Talk given at
Tsujii Lab, 
University of Tokyo
Tuesday, 29 January 2002
This presentation is available at 
http://nl.ijs.si/et/talks/tei-genia/
Overview:
- TEI: history and organisation
- TEI in Asia
- The architecture of the TEI Guidelines
- The (dis)advantages of using TEI
- TEI core tagset: text and header
- TEI analysis: words, segments and clauses
- Genia lexicon: TEI dictionaries or terminological 
     databases?
- TEI features structures
- Multiple hierarchies
TEI: history and organisation
- The Text Encoding Initiative, established in 1987 under
the joint sponsorship of the Association for Computers and the
Humanities, the Association for Computational Linguistics, and the
Association for Literary and Linguistic Computing.
- TEI became the only systematised attempt to develop a fully
general text encoding model and set of encoding conventions based upon
it, suitable for processing and analysis of any type of text, in any
language, and intended to serve the increasing range of existing (and
potential) applications and use.
- TEI Guidelines for Electronic Text Encoding and Interchange (TEI
P3) were first published in April 1994 in two substantial green
volumes.
- In May 1999, a revised edition of TEI P3 was produced,
correcting several typographic and other errors.

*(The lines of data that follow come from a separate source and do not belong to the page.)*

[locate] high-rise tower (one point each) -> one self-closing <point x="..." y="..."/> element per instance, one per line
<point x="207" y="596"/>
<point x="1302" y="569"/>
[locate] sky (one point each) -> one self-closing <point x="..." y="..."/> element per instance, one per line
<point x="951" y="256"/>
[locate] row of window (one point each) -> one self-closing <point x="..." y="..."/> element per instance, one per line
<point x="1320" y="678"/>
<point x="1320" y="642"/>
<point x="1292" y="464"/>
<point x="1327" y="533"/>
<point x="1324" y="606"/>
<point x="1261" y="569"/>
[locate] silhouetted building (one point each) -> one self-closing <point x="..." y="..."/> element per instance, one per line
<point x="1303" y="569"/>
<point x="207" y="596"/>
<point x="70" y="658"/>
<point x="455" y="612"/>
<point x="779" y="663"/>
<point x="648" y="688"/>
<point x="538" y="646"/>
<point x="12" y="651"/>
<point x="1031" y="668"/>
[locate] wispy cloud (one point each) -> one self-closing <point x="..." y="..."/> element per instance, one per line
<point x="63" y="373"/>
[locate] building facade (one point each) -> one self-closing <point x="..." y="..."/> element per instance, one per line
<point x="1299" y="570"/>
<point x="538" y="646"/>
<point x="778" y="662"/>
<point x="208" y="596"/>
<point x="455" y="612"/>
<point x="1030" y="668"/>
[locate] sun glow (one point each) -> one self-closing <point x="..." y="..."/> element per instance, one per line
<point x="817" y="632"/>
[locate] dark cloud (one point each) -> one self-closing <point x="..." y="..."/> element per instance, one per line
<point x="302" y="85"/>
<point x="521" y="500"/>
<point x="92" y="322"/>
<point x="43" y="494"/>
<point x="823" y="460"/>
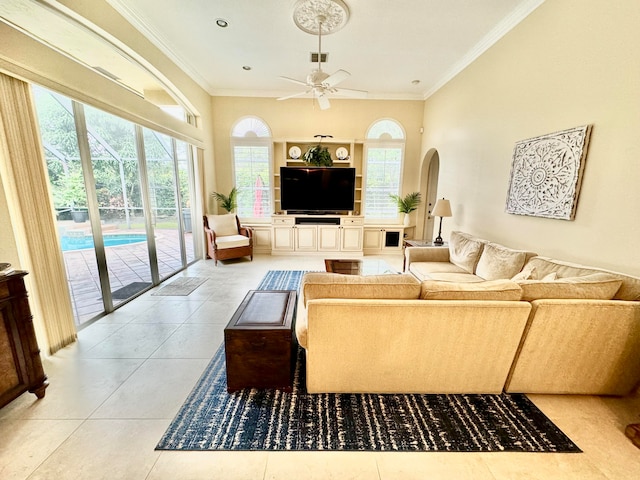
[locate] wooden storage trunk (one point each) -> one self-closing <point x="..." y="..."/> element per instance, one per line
<point x="260" y="343"/>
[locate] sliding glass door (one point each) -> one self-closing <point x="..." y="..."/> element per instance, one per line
<point x="122" y="195"/>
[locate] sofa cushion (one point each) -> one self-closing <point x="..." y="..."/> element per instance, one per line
<point x="334" y="285"/>
<point x="497" y="261"/>
<point x="490" y="290"/>
<point x="597" y="286"/>
<point x="424" y="269"/>
<point x="223" y="225"/>
<point x="630" y="289"/>
<point x="465" y="250"/>
<point x="454" y="277"/>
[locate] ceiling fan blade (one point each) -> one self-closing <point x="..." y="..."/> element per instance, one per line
<point x="299" y="82"/>
<point x="348" y="92"/>
<point x="336" y="78"/>
<point x="323" y="101"/>
<point x="294" y="95"/>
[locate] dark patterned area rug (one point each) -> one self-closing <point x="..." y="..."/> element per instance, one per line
<point x="212" y="419"/>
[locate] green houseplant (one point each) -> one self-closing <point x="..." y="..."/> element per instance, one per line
<point x="407" y="204"/>
<point x="318" y="156"/>
<point x="228" y="202"/>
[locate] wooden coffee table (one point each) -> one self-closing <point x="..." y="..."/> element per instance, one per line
<point x="358" y="266"/>
<point x="260" y="342"/>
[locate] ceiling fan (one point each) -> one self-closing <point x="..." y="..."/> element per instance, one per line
<point x="320" y="83"/>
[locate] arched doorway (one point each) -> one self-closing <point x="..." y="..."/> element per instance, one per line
<point x="429" y="189"/>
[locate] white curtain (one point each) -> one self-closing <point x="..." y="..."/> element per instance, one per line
<point x="26" y="185"/>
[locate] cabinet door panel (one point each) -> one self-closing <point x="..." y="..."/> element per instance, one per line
<point x="283" y="238"/>
<point x="329" y="238"/>
<point x="351" y="239"/>
<point x="306" y="238"/>
<point x="372" y="239"/>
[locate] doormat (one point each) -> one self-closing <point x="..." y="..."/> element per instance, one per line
<point x="180" y="287"/>
<point x="130" y="290"/>
<point x="251" y="419"/>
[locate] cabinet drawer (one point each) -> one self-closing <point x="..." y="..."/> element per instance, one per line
<point x="283" y="220"/>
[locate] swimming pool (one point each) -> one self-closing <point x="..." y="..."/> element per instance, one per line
<point x="70" y="243"/>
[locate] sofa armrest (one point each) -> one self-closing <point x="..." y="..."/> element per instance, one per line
<point x="425" y="254"/>
<point x="579" y="346"/>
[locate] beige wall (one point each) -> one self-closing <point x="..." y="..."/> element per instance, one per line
<point x="300" y="119"/>
<point x="570" y="63"/>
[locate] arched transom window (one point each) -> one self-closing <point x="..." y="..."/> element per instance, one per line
<point x="252" y="150"/>
<point x="384" y="156"/>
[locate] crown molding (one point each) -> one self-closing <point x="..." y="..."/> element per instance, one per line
<point x="141" y="24"/>
<point x="499" y="31"/>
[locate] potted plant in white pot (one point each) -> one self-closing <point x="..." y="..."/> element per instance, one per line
<point x="407" y="204"/>
<point x="228" y="202"/>
<point x="318" y="156"/>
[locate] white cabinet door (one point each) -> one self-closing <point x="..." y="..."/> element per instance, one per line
<point x="262" y="239"/>
<point x="328" y="238"/>
<point x="392" y="240"/>
<point x="351" y="239"/>
<point x="283" y="238"/>
<point x="306" y="238"/>
<point x="372" y="239"/>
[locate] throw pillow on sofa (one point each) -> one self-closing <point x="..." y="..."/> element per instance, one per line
<point x="598" y="286"/>
<point x="465" y="250"/>
<point x="532" y="274"/>
<point x="498" y="262"/>
<point x="491" y="290"/>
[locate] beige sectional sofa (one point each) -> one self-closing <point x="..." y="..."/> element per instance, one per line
<point x="546" y="327"/>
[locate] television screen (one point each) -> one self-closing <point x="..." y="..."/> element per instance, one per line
<point x="317" y="189"/>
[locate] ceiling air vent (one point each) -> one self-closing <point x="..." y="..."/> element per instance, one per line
<point x="323" y="57"/>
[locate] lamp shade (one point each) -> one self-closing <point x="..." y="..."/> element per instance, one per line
<point x="442" y="208"/>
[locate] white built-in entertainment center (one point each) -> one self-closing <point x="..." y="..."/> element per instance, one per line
<point x="341" y="234"/>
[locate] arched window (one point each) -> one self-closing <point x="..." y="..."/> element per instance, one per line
<point x="252" y="150"/>
<point x="384" y="155"/>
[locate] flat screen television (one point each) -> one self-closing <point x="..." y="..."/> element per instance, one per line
<point x="317" y="189"/>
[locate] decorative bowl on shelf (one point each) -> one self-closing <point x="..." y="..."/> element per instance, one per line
<point x="295" y="152"/>
<point x="342" y="153"/>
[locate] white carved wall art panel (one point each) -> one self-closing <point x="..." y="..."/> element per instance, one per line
<point x="546" y="173"/>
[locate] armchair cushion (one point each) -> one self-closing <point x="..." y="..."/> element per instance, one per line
<point x="223" y="225"/>
<point x="232" y="241"/>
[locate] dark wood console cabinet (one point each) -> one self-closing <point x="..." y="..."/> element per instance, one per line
<point x="20" y="364"/>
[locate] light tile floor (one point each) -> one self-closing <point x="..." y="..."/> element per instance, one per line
<point x="113" y="394"/>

This Revised reprint
is, at the time of writing, the official edition of TEI P3 (it is
also called the `P4beta') and is available online in various formats.
- In December 2000 the TEI Consortium was set up to maintain
and develop the TEI standard. The Consortium has executive offices in
Bergen, Norway, and hosts at four universities.  The Consortium is
managed by a Board of Directors, and its technical work is overseen by
an elected Council.  Lou Burnard is European editor and Syd Bauman is
North American Editor. Institutions and individuals can become
Consortium members or subscribers, which gives them certain 
benefits inside
the consortium.
- In June 2001, the TEI Consortium announced availability of a
preliminary version of a major revision of TEI P3, the TEI P4,
the object of which would be to provide equal support for XML and SGML
applications using the TEI scheme.  The revisions needed to make TEI
P4 have been deliberately restricted to error correction only, with a
view to ensuring that documents conforming to TEI P3 will not become
illegal when processed with TEI P4.
- Many possibilities for other, more fundamental, changes have been
identified. With the establishment of the new TEI Council, it becomes
possible to agree on a programme of work to enhance and modify the
Guidelines more fundamentally over the coming years.  TEI P5
will be the next full revision of the Guidelines. No date has yet been
fixed for its appearance, but work on it will commence early in 2002.
TEI and Asia/Japan
While the TEI is an international effort, the nations in question are
almost exclusively in North America and Europe. All the 
50 members of the Consortium
are located there, as are all the members of the 
Board of Directors
and the 
Council, 
with the exception of Christian Wittern, of Kyoto University. 
Of the 88 projects
listed on the TEI pages as using the Guidelines, 
six are centred on Asian languages:
- 
Chinese Buddhist Electronic Text Association
 Contact: Christian Witern, Kyoto University
- 
Chinese/Japanese/Korean-English Dictionary
 Contact: Charles Muller, Toyo Gakuen University, Chiba, Japan
- 
The Digital Dictionary of Buddhism
 Contact: Charles Muller, Toyo Gakuen University, Chiba, Japan
- 
Japanese/English Bilingual Corpus
 Contact: Francis Bond, NTT Communication Science Laboratories, Japan
- 
Japanese Map Task Dialogue Corpus
 Contact: Syun Tutiya, Chiba University, Japan
- 
Japanese Text Initiative
 Contact: Sachiko Iwabuchi, University of Virginia
Why isn't TEI used more in Asia? I see three possibilities:
- There is, in general, less work of the kind where TEI would be
helpful, i.e. less corpora are produced, and less (historical, classical) 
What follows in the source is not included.